Он подошел к раковине за стаканом воды, высыпал две белые таблетки и запил их. Потом – он ничего не мог с собой поделать – лег на кровать и прикрыл глаза, всего на минутку.

Стук в дверь разбудил его от сна без сновидений, этот стук грохотал на весь дом, как будто его собирались разнести на щепки грушей для сноса. Но кто бы стал стучать? У всех, кто жил здесь, были ключи, и не было необходимости стучаться, только если это миграционная служба или полиция. Или служба здравоохранения. На краткое мгновение он представил Росу Инохосу в синей полицейской форме, в фуражке набок, с дубинкой в одной руке и газовым баллончиком в другой, и тут же он тихонько прикрыл дверь и задвинул щеколду, как будто это его бы спасло- что он собирался делать, залезть под кровать? Он мало что знал, но точно знал, что придут за ним к черному ходу, как в фильмах, где они вяжут всяких гангстеров, сутенеров, наркобаронов, а публика стоя аплодирует.
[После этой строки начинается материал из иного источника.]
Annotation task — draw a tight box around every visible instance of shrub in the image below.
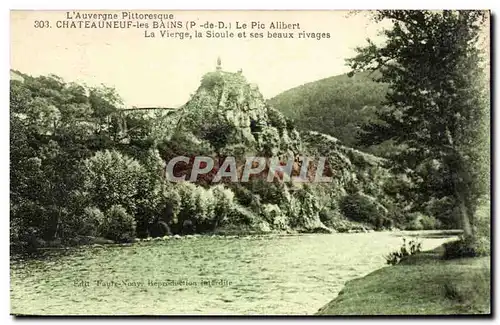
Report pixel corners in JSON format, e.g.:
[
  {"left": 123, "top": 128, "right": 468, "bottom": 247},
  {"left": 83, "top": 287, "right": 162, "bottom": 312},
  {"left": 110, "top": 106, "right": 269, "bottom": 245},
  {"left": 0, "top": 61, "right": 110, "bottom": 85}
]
[
  {"left": 405, "top": 213, "right": 424, "bottom": 230},
  {"left": 473, "top": 236, "right": 491, "bottom": 257},
  {"left": 232, "top": 185, "right": 262, "bottom": 215},
  {"left": 102, "top": 205, "right": 136, "bottom": 242},
  {"left": 173, "top": 182, "right": 199, "bottom": 222},
  {"left": 386, "top": 238, "right": 422, "bottom": 265},
  {"left": 12, "top": 203, "right": 66, "bottom": 241},
  {"left": 261, "top": 204, "right": 280, "bottom": 223},
  {"left": 443, "top": 235, "right": 490, "bottom": 259},
  {"left": 134, "top": 149, "right": 169, "bottom": 233},
  {"left": 244, "top": 179, "right": 288, "bottom": 206},
  {"left": 267, "top": 107, "right": 288, "bottom": 133},
  {"left": 212, "top": 185, "right": 235, "bottom": 227},
  {"left": 11, "top": 201, "right": 47, "bottom": 242},
  {"left": 261, "top": 204, "right": 288, "bottom": 230},
  {"left": 474, "top": 201, "right": 490, "bottom": 240},
  {"left": 259, "top": 126, "right": 281, "bottom": 156},
  {"left": 149, "top": 221, "right": 172, "bottom": 238},
  {"left": 82, "top": 150, "right": 146, "bottom": 216},
  {"left": 405, "top": 212, "right": 441, "bottom": 230},
  {"left": 232, "top": 185, "right": 255, "bottom": 206},
  {"left": 257, "top": 220, "right": 272, "bottom": 233},
  {"left": 319, "top": 208, "right": 342, "bottom": 228},
  {"left": 406, "top": 219, "right": 424, "bottom": 231},
  {"left": 166, "top": 183, "right": 237, "bottom": 233},
  {"left": 339, "top": 193, "right": 386, "bottom": 228},
  {"left": 228, "top": 205, "right": 257, "bottom": 225},
  {"left": 273, "top": 213, "right": 289, "bottom": 231},
  {"left": 163, "top": 184, "right": 183, "bottom": 225},
  {"left": 287, "top": 186, "right": 322, "bottom": 229},
  {"left": 420, "top": 214, "right": 441, "bottom": 230},
  {"left": 423, "top": 196, "right": 457, "bottom": 229},
  {"left": 68, "top": 206, "right": 105, "bottom": 237},
  {"left": 193, "top": 185, "right": 216, "bottom": 225}
]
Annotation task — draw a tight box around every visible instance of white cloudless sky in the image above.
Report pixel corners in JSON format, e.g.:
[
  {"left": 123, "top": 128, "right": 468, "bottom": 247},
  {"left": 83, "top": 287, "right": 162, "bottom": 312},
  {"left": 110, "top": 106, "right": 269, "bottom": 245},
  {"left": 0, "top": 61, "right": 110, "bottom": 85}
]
[{"left": 11, "top": 10, "right": 388, "bottom": 107}]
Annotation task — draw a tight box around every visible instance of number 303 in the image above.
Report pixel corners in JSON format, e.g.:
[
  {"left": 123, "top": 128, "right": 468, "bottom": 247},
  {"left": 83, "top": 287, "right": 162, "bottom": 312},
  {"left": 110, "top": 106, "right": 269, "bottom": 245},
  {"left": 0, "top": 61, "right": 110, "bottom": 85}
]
[{"left": 34, "top": 21, "right": 50, "bottom": 28}]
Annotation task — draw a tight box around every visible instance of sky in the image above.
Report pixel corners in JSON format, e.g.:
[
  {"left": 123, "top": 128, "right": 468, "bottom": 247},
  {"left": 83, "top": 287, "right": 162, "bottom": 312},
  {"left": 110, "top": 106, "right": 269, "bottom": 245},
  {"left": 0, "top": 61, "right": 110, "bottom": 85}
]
[{"left": 10, "top": 10, "right": 387, "bottom": 108}]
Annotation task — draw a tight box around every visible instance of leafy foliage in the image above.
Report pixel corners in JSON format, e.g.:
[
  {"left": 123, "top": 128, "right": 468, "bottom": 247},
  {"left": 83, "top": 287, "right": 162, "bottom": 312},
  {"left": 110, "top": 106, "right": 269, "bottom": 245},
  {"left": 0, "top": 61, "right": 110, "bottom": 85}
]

Некогда собрать рюкзак, некогда собрать одежду, зубную щетку, мелочь, которая хранилась в банке из-под соленых огурцов в самом верхнем ящике, он ничего не успевает – только выскочить в окно со скрипучей рамой, в то время как стук под дверью перерос в упорный грохот и послышались голоса – Сержио и чей-то еще, а к ним примешивался лай собаки, и вот он лег в траву и ползком, сгорбившись, перебрался на соседний двор и дальше, на следующий. Он окончательно выбился из сил. Он дважды спотыкался в темноте и жестко приземлялся в чьем-то патио, все окружающие тихие шумы разрослись, как будто каждый телевизор включили на полную, и мотоциклы ревели, как автоматная очередь, прямо на улицах, и даже кузнечики кричали на него, а эта собака, этот лязгающий лай у них дома, лай полицейской собаки, из тех, которые никогда не сдаются, которые тебя учуют, даже если ты расправишь крылья и упорхнешь в небеса.